Insomnia

Ini bukan tentang Insomnia-nya Craig David atau Insomnia-nya Wheesung , tetapi tentang penyakit Insomnia.

Aku nulis tentang insomnia ini karena aku juga termasuk penderitanya walaupun gak akut. Sekedar share aja, jam tidurku hanya sekitar 5-6 jam sehari (masih normal kan). Tetapi kalo udah melek dari malem ampe subuh hingga paginya laginya pun tetep masih kuat buka mata. Tapi gara-gara itu sekalinya aku memejamkan mata bisa sampai 12 jam aku tidur (hibernasi). Benar-benar bukan contoh yang baik.

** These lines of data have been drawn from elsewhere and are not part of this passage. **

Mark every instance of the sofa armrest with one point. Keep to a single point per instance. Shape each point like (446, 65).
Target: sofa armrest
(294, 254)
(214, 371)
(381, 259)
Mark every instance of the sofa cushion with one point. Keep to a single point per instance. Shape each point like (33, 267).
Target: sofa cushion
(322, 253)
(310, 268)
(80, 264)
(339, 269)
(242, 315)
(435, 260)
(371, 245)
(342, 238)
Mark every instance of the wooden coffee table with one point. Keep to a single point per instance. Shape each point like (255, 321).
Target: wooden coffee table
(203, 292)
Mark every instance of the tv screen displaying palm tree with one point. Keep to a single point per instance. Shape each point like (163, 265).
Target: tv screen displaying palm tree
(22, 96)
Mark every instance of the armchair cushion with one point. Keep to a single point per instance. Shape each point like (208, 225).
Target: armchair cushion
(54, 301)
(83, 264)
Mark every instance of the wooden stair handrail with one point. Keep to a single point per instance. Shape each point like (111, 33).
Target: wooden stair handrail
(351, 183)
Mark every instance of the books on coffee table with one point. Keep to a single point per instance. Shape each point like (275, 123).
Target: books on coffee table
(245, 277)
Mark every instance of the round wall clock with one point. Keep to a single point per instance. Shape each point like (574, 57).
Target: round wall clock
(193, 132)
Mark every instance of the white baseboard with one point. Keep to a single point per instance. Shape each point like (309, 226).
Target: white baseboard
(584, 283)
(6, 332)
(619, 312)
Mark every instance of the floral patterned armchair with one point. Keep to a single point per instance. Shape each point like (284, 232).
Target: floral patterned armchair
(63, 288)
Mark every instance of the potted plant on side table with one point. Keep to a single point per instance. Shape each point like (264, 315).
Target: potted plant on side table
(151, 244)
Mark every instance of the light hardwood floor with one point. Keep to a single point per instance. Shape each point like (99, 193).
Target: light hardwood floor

Nah balik ke soal insomnia nie, menurut sumber yang saya baca insomnia itu adalah gejala kelainan dalam tidur berupa kesulitan berulang untuk tidur atau mempertahankan tidur walaupun ada kesempatan untuk itu dan selalu terbangun pada tengah malam dan tidak bisa tidur lagi. Ada tiga jenis gangguan insomnia, yakni susah tidur (sleep onset insomnia), selalu terbangun pada tengah malam (sleep maintenance insomnia), dan selalu bangun jauh lebih cepat dari yang diinginkan (early awakening insomnia).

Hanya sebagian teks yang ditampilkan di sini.